En mi infancia de posguerra franquista –cuando en
Madrid nevaba con ganas, íbamos al ultramarinos con la cartilla de
racionamiento y coleccionábamos los cromos de Nestlé- supe y leí del caso de la
adolescente judía Anna Frank, escondida de los nazis en un altillo de la
vivienda donde incansablemente escribió un diario que ha estremecido después en
la literatura, el teatro y el cine.
Pero nunca me contaron nada de los muchos “topos” que
permanecían escondidos de los falangistas y franquistas en altillos y dobles paredes de viviendas, en
pueblos y ciudades de la España del seiscientos y los planes de desarrollo.

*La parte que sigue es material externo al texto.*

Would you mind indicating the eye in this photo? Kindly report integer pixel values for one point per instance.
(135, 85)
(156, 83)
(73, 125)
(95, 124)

Tipos que pasaron diez, veinte y hasta treinta años en la oscuridad de sus
madrigueras espiando tras el visillo de las
ventanas la vida cambiante de los otros, mientras las familias mantenían
el tipo negándolos ante las autoridades.
Muchos años después, tuve la suerte de conocer a
Ricardo Muñoz Suay, intelectual y cineasta, quien siendo miembro del comité de
las Juventudes Socialistas Unificadas fue detenido por los facciosos en plena
guerra civil; evadido, vivió durante seis años oculto en un escondite del
domicilio familiar, hasta que le detuvieron en 1945 y pasó cuatro años en la
cárcel franquista.
También supe de estas historias leyendo. Jesús Torbado y Manu Leguineche, dos grandes
del periodismo de mi generación lamentablemente fallecidos siempre antes de
tiempo, nos han legado un libro estremecedor titulado precisamente “Los topos”:
historias de “escondidos” cuya vida fue pasando mientras permanecían ocultos en un zulo casero.
Algunos salieron cuando estaban volviéndose locos de
soledad, otros esperaron a la amnistía del ministro Fraga Iribarne en 1969,
como el Higinio de la película “La trinchera infinita”, del trío de
realizadores vascos Aitor Arregui, Jon Garaño y José María Goenaga (“Handia”,
“Loreak”), ganadora de seis premios en la reciente edición del Festival de San
Sebastián, entre ellos la Concha de Plata a la Mejor Dirección, el premio del
jurado al Mejor Guión y el de la Fipresci (Federación internacional de prensa
cinematográfica) a la Mejor Película.
“La trinchera infinita” es una ficción pero en
absoluto se trata de una fantasía. Protagonizada con excelencia por Antonio de
la Torre y Belén Cuesta, es la historia de guerra, amor y miedo de una pareja. Higinio y Rosa llevan
pocos meses casados en un pueblo andaluz cuando estalla la guerra civil, y la
vida de él – antiguo concejal republicano- pasa a estar seriamente amenazada.
Tras escapar a una ejecución sumaria, con ayuda de su mujer decide utilizar un
agujero cavado en su casa como escondite provisional. El miedo a las posibles
represalias, así como el amor que sienten el uno por el otro, les condena a un
encierro que se prolongó durante más de 30 años. Mientras el marido permanece
acosado y encerrado la mujer, humillada y violada por los fascistas, le cuida,
sobrevive a base de pequeños arreglos de costura y hasta tiene un hijo, que
disfraza de sobrino.
Excelentemente realizada y magistralmente interpretada
por la pareja protagonista, “La trinchera infinita” es una lección de historia,
de la historia reciente que niega todo el arco de la derecha política; mientras
asistimos al terror continuado y los escasos momentos de felicidad de la pareja
Higinio/Rosa vamos conociendo los avances y el progreso del país n dictadura.
Y, evidentemente, es una impagable lección de memoria.
Las últimas generaciones de españoles, que no deberían perdérsela, ni siquiera son capaces de imaginar que historias como ésta hayan
tenido lugar en la realidad más cruel y cercana.